After this central trio was formed, Salazar was able to play harmonies and add structures to their music, and little by little Chacombo started to form. The band members started making arrangements of different traditional tunes, and more people started jumping into the mix.
For Salazar, forming Chacombo has been a full-circle moment because now he’s spreading the music he first heard in the neighborhoods of Peru as a young boy.
“I grew up in Peru, so I came here when I was 12 years old,” he said. “In Peru, I was already playing keyboard. I was taking private lessons, and I was inclined to music a lot. Where I grew up, in this is old, old neighborhood … right there it’s kind of the birthplace of Música Criolla. Creole music they call it, and so I just grew up all around it. And part of that I think influenced me just by watching and hearing it. I never thought I would be playing this kind of music.”
Salazar loves playing the guitar, an instrument he called one of the best in the world. He is so impressed by the cultural versatility of the guitar; after all, many communities and neighborhoods around the world share a love for this stringed instrument.
“I mean you can take it anywhere,” he said. “You can play it anywhere, and it’s found pretty much in every single culture. It’s not like a slide guitar or a charango [Andean lute] or something more cultural that is found in a specific style of music. The guitar itself you can find everywhere. … I was 16 when I started playing, and when I hit the strings, it started vibrating my hand. And that was something new. That was something that the piano didn’t do for me or the keyboard.”
When Chacombo play a concert, there are usually many members of the Peruvian and Peruvian-American community in the crowd. However, the band has also played concerts for a diverse number of communities, where they are teaching the audience about these traditional songs, instruments and dances. Salazar loves both types of gigs.
“The crowd is very mixed,” he said. “Because we are Peruvian and we are involved with the community, we do community events where a lot of the people are mainly Peruvian, and then they maybe have a significant other that’s from Latin America or South America. But we’ve also performed at several universities where the crowd is not Peruvian at all — nobody pretty much — but everybody starts dancing. … They can expect a lot of fun, a lot of fire. Our percussion section is just on fire and blends well with the sounds of the guitar, the keyboard, the bass, and then we have vocals that are just attacking and making people move. Also Chacombo is not just the band. Chacombo is Afro-Peruvian music and dance, so we also have dancers that come out maybe every couple of songs to perform traditional dances with full-on costumes.”

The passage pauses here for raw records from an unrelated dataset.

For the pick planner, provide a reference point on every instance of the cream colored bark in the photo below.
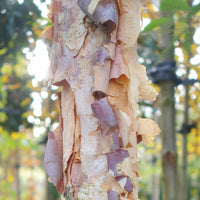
(94, 60)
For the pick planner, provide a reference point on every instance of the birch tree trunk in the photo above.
(93, 153)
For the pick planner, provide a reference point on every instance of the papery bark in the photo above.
(94, 60)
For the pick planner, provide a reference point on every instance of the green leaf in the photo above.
(187, 42)
(174, 5)
(193, 10)
(156, 23)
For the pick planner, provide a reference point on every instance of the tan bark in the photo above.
(94, 60)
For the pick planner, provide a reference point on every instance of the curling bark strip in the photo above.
(94, 61)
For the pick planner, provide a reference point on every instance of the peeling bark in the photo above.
(94, 60)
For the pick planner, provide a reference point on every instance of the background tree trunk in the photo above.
(166, 99)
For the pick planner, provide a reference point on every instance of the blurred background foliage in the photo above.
(28, 108)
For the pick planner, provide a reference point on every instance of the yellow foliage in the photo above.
(5, 78)
(15, 135)
(198, 150)
(13, 87)
(1, 129)
(10, 178)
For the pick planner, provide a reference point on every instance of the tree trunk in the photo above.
(166, 99)
(94, 59)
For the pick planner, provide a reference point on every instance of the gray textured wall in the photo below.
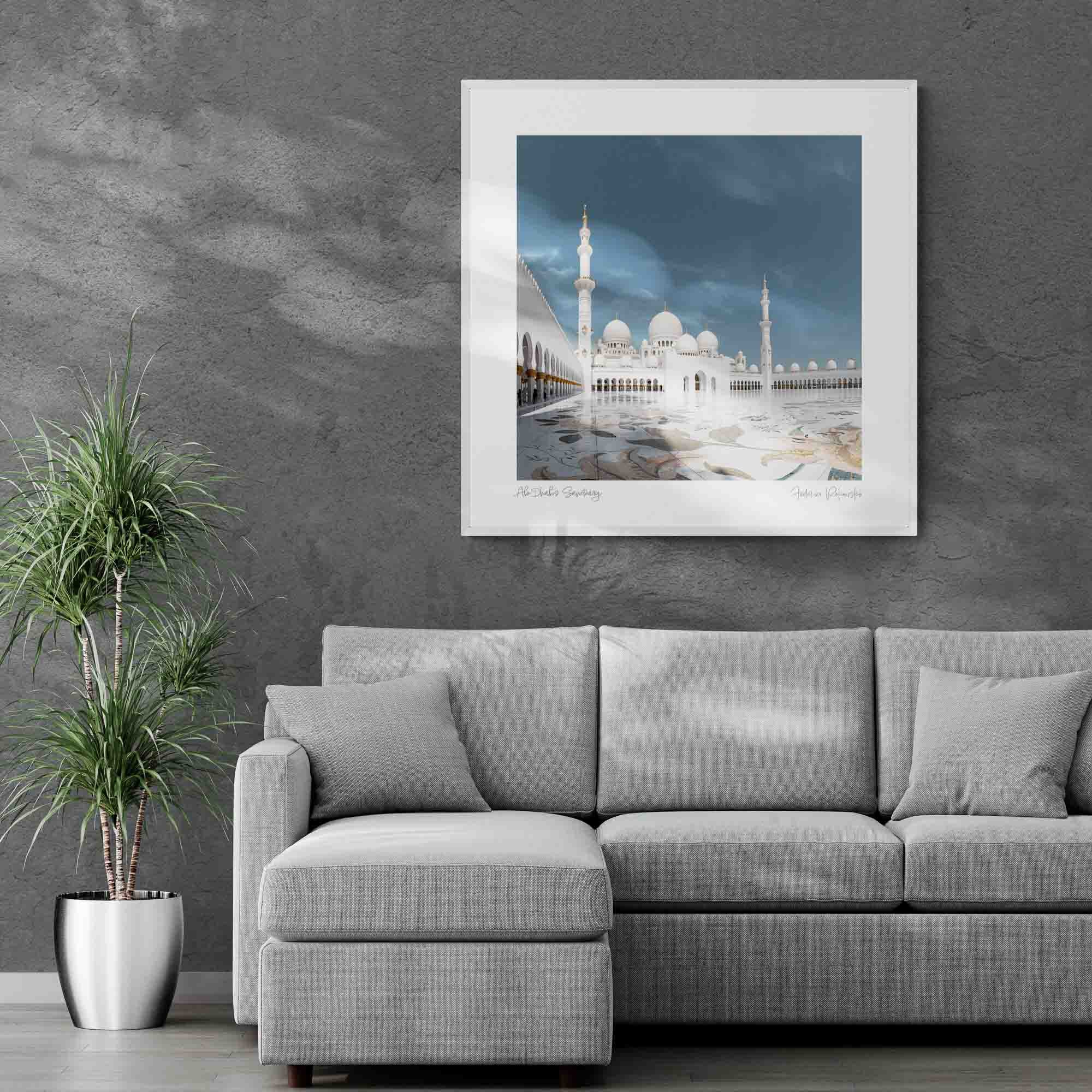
(278, 185)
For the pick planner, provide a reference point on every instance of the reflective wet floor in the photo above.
(804, 436)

As far as the future of the band, Salazar said that the members are sitting down and writing original music. Right now, they play traditional Afro-Peruvian music that has been arranged by the band members, but they want to venture into newer material.
“The next thing is just to keep sharing and spreading the love,” he said. “I want to be able to get out there to more museums, more universities, more cultural places where we can empower others to also want to embrace their culture. In this case, Afro-ethnicity is sometimes not well put in Latin America. Not everybody is aware that we have Afro-Mexican, Afro-Peruvian or many other ethnicities, so that’s one of the main purposes of the band, to be able to have a voice and empower other people to also be able to embrace their culture. And we can have more diversity in L.A. because it’s a beautiful city where we can be able to blend everything. The more we do it, I think everybody has more fun.”